Alors que les élections britanniques viennent de voir la victoire des partisans du Brexit, permettez-moi, monsieur le président, d’avoir une pensée pour Alain Coudray, vaillant défenseur de nos pêcheurs costarmoricains, et de vous y associer tous.

M. Pierre Cordier. Vous pourrez mettre cela sur votre page Facebook !

M. Éric Bothorel. La directive de l’Union européenne no 2019/904, relative à la réduction de l’incidence de certains produits en plastique sur l’environnement, dite directive SUP – Single-use Plastics –, prévoit que tous les engins de pêche doivent être soumis à un principe de responsabilité élargie au plus tard le 31 décembre 2024, cette REP pouvant être mise en place par un accord volontaire.

M. le président. Quel est l’avis de la commission ?

Mme Stéphanie Kerbarh, rapporteure. C’est une précision utile. Avis favorable.

(L’amendement no 1407, accepté par le Gouvernement, est adopté.)

M. le président.
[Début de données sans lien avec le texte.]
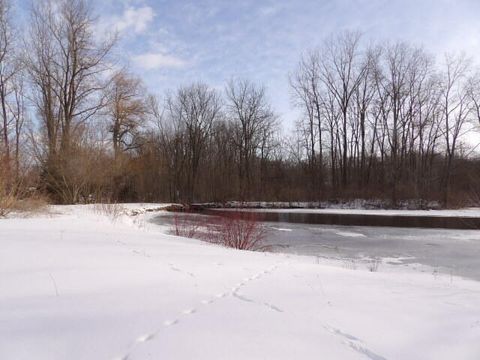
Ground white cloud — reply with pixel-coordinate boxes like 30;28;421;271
113;6;155;34
133;53;187;70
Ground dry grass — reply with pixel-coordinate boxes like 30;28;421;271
93;202;125;221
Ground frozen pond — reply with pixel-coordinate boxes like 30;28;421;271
153;215;480;281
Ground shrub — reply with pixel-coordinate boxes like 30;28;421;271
170;211;202;238
206;212;267;250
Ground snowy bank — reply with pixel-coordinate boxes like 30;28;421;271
0;204;480;360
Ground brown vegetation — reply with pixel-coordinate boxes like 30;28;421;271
0;0;480;206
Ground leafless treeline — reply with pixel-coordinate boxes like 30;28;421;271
291;33;479;204
0;0;480;204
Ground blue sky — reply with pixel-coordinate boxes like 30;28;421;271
18;0;480;129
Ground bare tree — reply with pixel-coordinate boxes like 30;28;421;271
321;32;367;188
106;70;148;158
225;80;275;199
26;0;114;203
442;54;472;206
167;83;221;202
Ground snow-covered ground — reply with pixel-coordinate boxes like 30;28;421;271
222;207;480;218
0;205;480;360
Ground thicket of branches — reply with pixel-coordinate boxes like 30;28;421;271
0;0;480;206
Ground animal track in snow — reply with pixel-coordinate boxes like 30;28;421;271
232;292;283;312
163;319;178;326
323;325;386;360
137;334;155;343
121;262;284;360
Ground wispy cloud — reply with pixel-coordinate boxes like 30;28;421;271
133;53;187;70
99;5;156;35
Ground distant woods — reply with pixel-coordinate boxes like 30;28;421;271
0;0;480;206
L’amendement no 2417 de Mme Stéphanie Kerbarh est rédactionnel.

(L’amendement no 2417, accepté par le Gouvernement, est adopté.)

M. le président. La parole est à Mme Sophie Panonacle, pour soutenir l’amendement no 2001 rectifié.

Mme Sophie Panonacle. Je propose que ce soit l’accord conclu avec le ministre chargé de l’environnement qui définisse les dispositions de la sous-section du code de l’environnement relative aux filières REP, qui s’appliquent au secteur de la pêche.

En effet, dans le cadre de cet accord, toutes les dispositions générales ne sont pas pertinentes et il convient de laisser de la souplesse pour définir les mesures les plus adaptées à ce secteur. Il me semble important de faire en sorte que les acteurs de la pêche négocient eux-mêmes la mise en place de leur filière REP. Les dispositions en matière de transparence demeureront évidemment applicables de plein droit.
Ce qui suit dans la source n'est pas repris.